A truth table lists all possible combinations of input binary variables and the corresponding outputs of a logic system. The logic system output can be found from the logic expression, often referred to as the Boolean expression, that relates the output with the inputs of that very logic system.

When the number of input binary variables is only one, then there are only two possible inputs, i.e. ‘0’ and ‘1’.

## Truth table for two input binary variables

If the number of inputs is two, there can be four possible input combinations, i.e. 00, 01, 10 and 11. Figure 1(b) shows the truth table of the two-input logic system represented by Fig. 1(a).

The logic system of Fig. 1(a) is such that Y = 0 only when both A = 0 and B = 0. For all other possible input combinations, output Y = 1.

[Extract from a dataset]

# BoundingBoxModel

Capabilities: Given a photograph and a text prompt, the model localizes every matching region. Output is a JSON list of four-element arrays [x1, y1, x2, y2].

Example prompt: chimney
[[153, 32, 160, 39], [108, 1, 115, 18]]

## Truth table for three input binary variables

Similarly, for three input binary variables, the number of possible input combinations becomes eight, i.e. 000, 001, 010, 011, 100, 101, 110 and 111. This statement can be generalized to say that, if a logic circuit has n binary inputs, its truth table will have 2^{n} possible input combinations, or in other words 2^{n} rows.

Figure 2 shows the truth table of a three-input logic circuit, and it has 8 (= 2^{3} ) rows.

Incidentally, this is the truth table of a three-input AND gate.

It may be mentioned here that the truth table of a three-input AND gate as given in Fig. 2 is drawn following the positive logic system.